Monday, January 11, 2010

What is Replacement Behaviors?

Replacement behavior is a tool that parents deliberately teach their children. This tool is called a replacement because you are trying to exchange it for an unwanted behavior.

One of the many things that parents of children with Autism have learned is how to extinguish or get rid of a behavior. Unfortunately, during this process all children tend to substitute another behavior. As parents of children with autism know sometimes the behavior their child substitutes is worse than the original behavior.

Many parents have learned to substitute what is called a relaxation behavior for the unwanted behavior. Counting to ten if you child can or will count or even deep breathing are two relaxation behaviors. We have successfully used this with Dominoe in years past. It is also easy to teach and for everyone else to model.

Other parents use physical activity as a replacement behavior. This can be ideal for some children as it expends excess energy and makes them sleep better. That is true whether your child has a disability or not.

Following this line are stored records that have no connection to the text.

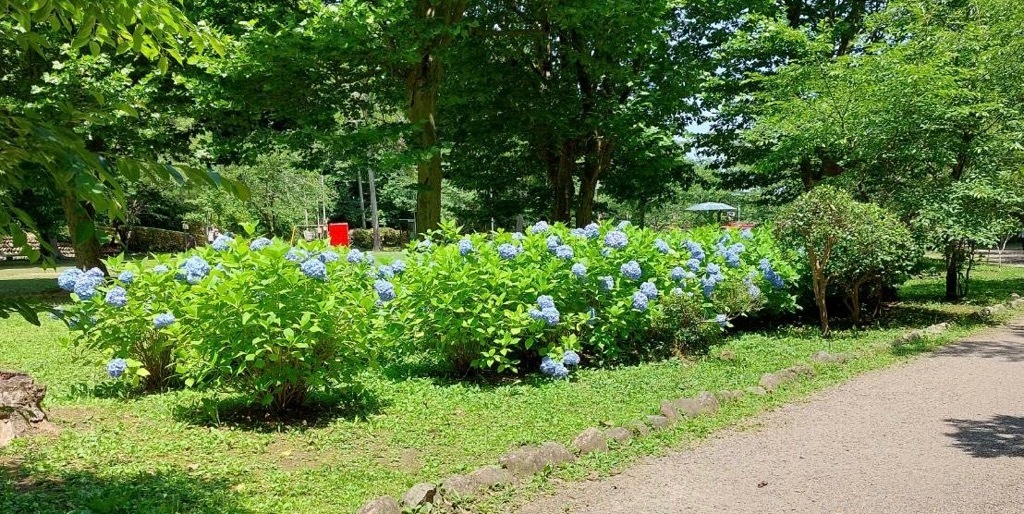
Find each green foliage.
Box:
[59,233,384,410]
[394,219,796,372]
[348,226,409,250]
[775,185,922,334]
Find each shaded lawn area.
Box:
[0,266,1024,513]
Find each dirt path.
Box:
[520,318,1024,514]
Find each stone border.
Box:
[356,294,1024,514]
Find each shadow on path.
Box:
[943,415,1024,459]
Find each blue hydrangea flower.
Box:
[316,250,341,264]
[529,306,560,327]
[724,249,741,267]
[526,220,550,233]
[177,255,212,285]
[103,286,128,308]
[285,247,309,262]
[551,362,569,380]
[498,243,519,260]
[684,241,706,262]
[106,358,128,380]
[715,314,729,329]
[299,259,327,281]
[604,230,630,250]
[700,274,718,298]
[669,266,686,282]
[541,356,557,377]
[654,239,672,254]
[633,291,650,312]
[746,283,761,300]
[758,259,785,289]
[618,260,643,281]
[153,312,177,329]
[547,234,562,252]
[572,262,587,279]
[640,282,657,300]
[249,238,270,251]
[75,272,103,300]
[57,267,85,293]
[118,269,135,286]
[345,248,362,264]
[374,280,394,302]
[555,245,575,260]
[210,233,234,252]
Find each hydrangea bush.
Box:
[393,222,797,377]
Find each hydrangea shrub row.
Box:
[57,237,386,409]
[57,222,797,409]
[391,222,797,376]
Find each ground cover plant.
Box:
[0,261,1024,513]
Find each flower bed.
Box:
[51,222,797,409]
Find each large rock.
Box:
[604,427,633,444]
[572,427,608,455]
[746,386,768,396]
[401,482,437,508]
[355,497,401,514]
[441,466,512,499]
[673,397,700,418]
[0,371,56,447]
[658,400,679,423]
[694,391,718,414]
[498,441,575,477]
[647,416,670,430]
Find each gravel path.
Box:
[520,318,1024,514]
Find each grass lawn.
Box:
[0,262,1024,513]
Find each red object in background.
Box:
[327,223,348,247]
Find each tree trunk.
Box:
[547,139,578,223]
[61,194,106,273]
[945,243,962,302]
[408,53,443,231]
[406,0,468,231]
[577,134,612,226]
[812,269,830,337]
[367,168,381,252]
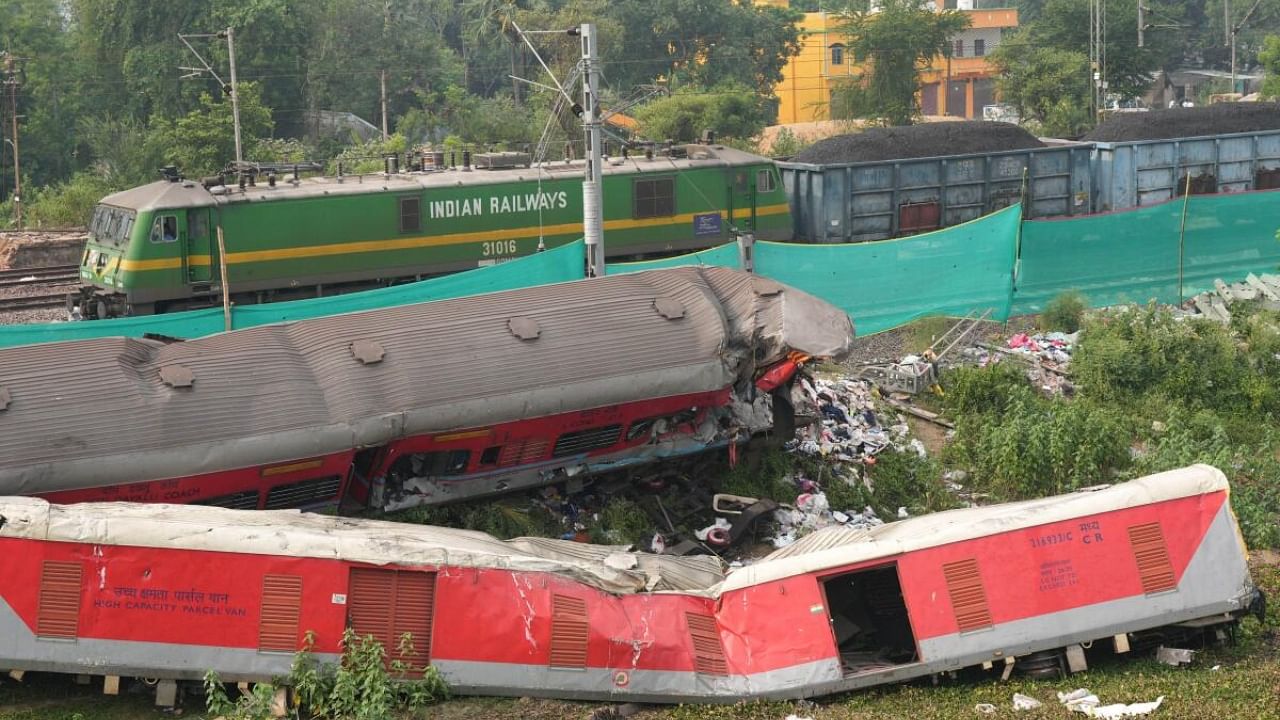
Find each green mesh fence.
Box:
[608,242,741,275]
[0,241,584,347]
[1014,191,1280,314]
[755,206,1019,334]
[10,191,1280,347]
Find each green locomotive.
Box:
[68,145,791,318]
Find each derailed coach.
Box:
[0,465,1262,703]
[0,268,854,510]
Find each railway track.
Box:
[0,292,67,313]
[0,265,79,287]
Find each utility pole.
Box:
[226,28,244,168]
[380,70,387,142]
[178,28,244,169]
[4,53,22,229]
[378,0,392,142]
[1228,0,1262,92]
[570,23,604,277]
[1138,0,1147,47]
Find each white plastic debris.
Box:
[1014,693,1044,710]
[694,518,733,542]
[1085,696,1165,720]
[1156,646,1196,667]
[1057,688,1102,714]
[1057,688,1165,720]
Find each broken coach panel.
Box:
[0,465,1260,702]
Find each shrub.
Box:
[1039,290,1089,333]
[948,398,1132,500]
[24,170,120,228]
[942,363,1036,418]
[860,450,956,521]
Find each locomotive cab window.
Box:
[755,169,778,192]
[634,178,676,219]
[399,197,422,232]
[151,215,178,242]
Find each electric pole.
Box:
[4,53,22,229]
[1138,0,1147,47]
[570,23,604,277]
[178,28,244,169]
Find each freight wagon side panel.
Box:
[778,143,1093,242]
[1094,131,1280,211]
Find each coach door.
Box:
[186,208,214,283]
[347,568,435,671]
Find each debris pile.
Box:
[795,120,1044,164]
[1185,273,1280,324]
[785,378,924,465]
[1007,333,1079,368]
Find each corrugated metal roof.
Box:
[0,268,852,495]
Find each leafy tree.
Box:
[1258,35,1280,97]
[636,85,765,142]
[148,82,273,177]
[831,0,969,126]
[603,0,803,95]
[1018,0,1172,97]
[989,39,1092,137]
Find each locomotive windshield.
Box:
[88,205,136,246]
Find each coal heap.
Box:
[795,120,1044,164]
[1083,102,1280,142]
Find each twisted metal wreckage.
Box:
[0,465,1262,702]
[0,268,854,510]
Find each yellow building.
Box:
[756,0,1018,124]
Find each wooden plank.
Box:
[884,397,956,429]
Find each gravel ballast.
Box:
[795,120,1044,164]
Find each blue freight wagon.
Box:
[778,142,1093,242]
[1093,131,1280,213]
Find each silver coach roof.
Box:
[0,268,852,495]
[0,465,1228,597]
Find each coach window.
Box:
[634,178,676,219]
[401,197,422,232]
[151,215,178,242]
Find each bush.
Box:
[636,85,765,142]
[289,628,449,720]
[1071,307,1280,414]
[860,450,956,521]
[942,363,1036,418]
[24,170,120,228]
[1039,290,1089,333]
[947,397,1132,500]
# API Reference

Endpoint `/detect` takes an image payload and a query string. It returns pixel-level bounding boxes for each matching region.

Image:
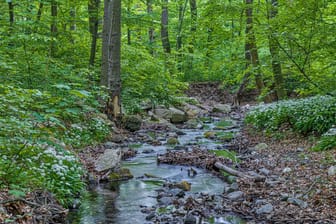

Substituting physical activity for an unwanted behavior also gives parents other perks. One of these is reducing the child with Autism’s frustration. Physical activity also gives the parent the opportunity to be up and moving around too. Dominoe and the aide used to move books from one room to another. She even liked it.

Another perk is moving around seem to give the child a chance to think of words to use instead of behaviors. A parent may have to prompt their child to do this but it does happen.